Saya akan dicap sebagai perempuan tidak benar ketika melakukan hal-hal yang "diwajarkan" pada kaum adam. Mereka selalu berdalih, "namanya juga cowok" dan seolah terhindar dari stigma buruk.
Sebagai perempuan, kemampuan saya kerap diragukan di tempat yang kebanyakan diisi oleh laki-laki. Bahkan setelah berupaya lebih keras pun, saya masih tetap diragukan.
Selain kesengsaraan itu, banyak dari kami, perempuan, yang lahir dengan stereotype pembawa fitnah yang tumbuh besar hanya sebagai objek nafsu kaum adam. Kami kerap disamakan dengan permen, ikan, dan hal konyol lainnya.
Kami selalu dituntut untuk menjaga diri, disalahkan atas pakaian yang kami pilih dan kenakan, selalu dituntut untuk menjaga aurat. Tapi saat hal buruk terjadi, tak ada yang menyalahkan kaum pria yang tak tahu cara menempatkan nafsu dan menaruh otaknya di balik resleting celana. Apa pun itu, semua adalah salah perempuan.
Pilihan kami seolah terbatas. Jika tak menikah cepat-cepat akan jadi olok-olok tetangga dan dicap sebagai perawan tua. Setelah menikah pun, tak lebih baik. Setelah lelah melahirkan, urusan anak seolah dilimpahkan seluruhnya kepada ibu. Jika mengeluh bisa dituding tak tunduk suami.
Saat mengalami kekerasan atau ketidakadilan, kami dibungkam agar tak dicap sebagai penyebar aib suami. Hidup kami seakan dituntut harus sesuai garis yang sudah ditentukan sejak lama: lahir, tumbuh dewasa, menikah, punya anak. Kami dituntut menyerahkan seluruh kehidupan kepada suami dan anak, diletakkan sebagai pemeran di belakang, seakan hidup kami hanya untuk menjadi pelengkap.
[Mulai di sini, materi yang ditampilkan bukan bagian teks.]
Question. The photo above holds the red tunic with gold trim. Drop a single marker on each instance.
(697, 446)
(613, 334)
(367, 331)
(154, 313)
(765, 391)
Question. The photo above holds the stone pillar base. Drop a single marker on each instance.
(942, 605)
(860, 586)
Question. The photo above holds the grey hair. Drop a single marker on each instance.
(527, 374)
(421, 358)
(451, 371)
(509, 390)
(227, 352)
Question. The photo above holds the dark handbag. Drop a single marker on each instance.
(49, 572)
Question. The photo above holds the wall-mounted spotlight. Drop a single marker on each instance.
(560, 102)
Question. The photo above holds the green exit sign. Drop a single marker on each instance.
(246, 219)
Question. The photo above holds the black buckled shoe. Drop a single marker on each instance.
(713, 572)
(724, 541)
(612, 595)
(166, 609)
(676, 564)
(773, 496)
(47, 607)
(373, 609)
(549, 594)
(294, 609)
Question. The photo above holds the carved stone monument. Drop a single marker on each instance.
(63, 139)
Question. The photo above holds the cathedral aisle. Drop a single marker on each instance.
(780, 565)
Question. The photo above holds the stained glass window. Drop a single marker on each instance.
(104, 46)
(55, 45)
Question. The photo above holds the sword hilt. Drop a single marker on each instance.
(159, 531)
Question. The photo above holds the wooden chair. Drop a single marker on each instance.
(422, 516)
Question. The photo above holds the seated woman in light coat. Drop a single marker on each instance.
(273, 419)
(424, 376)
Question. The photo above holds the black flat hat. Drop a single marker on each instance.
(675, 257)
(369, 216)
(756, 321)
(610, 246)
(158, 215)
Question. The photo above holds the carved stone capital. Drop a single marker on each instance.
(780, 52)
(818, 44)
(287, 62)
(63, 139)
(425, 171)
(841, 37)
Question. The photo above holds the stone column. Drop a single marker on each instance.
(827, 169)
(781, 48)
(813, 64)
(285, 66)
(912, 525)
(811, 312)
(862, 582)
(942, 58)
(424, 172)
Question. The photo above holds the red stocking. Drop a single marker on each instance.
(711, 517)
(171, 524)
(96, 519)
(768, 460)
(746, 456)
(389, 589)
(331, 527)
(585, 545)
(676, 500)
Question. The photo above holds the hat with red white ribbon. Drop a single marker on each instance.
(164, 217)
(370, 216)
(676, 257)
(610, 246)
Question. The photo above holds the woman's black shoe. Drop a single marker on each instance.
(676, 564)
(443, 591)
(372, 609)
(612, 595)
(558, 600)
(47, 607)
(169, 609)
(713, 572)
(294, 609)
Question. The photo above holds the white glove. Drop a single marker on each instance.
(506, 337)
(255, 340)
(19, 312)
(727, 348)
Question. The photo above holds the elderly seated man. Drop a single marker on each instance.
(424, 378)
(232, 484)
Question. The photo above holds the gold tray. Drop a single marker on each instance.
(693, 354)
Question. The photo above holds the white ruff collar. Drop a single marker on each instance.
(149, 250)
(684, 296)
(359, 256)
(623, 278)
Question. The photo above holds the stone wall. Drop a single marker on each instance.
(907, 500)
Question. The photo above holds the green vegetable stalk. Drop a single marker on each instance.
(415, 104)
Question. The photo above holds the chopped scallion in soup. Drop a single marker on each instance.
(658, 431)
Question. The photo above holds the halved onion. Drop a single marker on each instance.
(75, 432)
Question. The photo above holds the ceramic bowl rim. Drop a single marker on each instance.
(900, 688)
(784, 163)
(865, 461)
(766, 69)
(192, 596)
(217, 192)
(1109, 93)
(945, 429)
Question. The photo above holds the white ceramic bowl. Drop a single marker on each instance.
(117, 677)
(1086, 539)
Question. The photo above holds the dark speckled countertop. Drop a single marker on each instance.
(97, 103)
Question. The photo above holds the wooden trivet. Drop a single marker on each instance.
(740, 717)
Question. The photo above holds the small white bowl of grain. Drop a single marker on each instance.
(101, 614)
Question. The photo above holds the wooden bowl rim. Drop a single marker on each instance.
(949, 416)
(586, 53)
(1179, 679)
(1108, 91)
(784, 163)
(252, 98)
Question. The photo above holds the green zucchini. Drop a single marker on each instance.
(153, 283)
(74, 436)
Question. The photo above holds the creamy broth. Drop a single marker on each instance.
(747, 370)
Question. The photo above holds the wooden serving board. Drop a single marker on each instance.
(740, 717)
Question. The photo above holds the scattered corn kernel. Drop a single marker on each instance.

Lucunya, setelah tahu banyak kemalangan itu, saya masih saja diberi nasihat, "jadi perempuan harus lebih nrimo. Saya harus menerima saja jika pasangan saya nanti tak seperti yang saya mau, dan jika sudah menikah, kehidupan saya akan berubah jadi milik suami seutuhnya terutama jika di luar rumah. Padahal, katanya, saya tak boleh mengekang calon suami saya kelak sebab dia bukan milik saya sepenuhnya jika di luar rumah.
Lucunya, kata-kata ini justru berasal dari perempuan yang saya tahu persis betapa sengsara hidupnya karena dipenuhi oleh laki-laki tak tahu diri.
Saat tahu fakta bahwa perempuan pun punya pilihan dan punya hak memilih atas jalan hidupnya, masyarakat akan marah, seakan tak terima. Mau menikah atau tidak menikah, mau punya anak atau childfree, mau memilih karier atau jadi ibu rumah tangga, kami bebas memilih. Ini hidup kami, milik kami seutuhnya.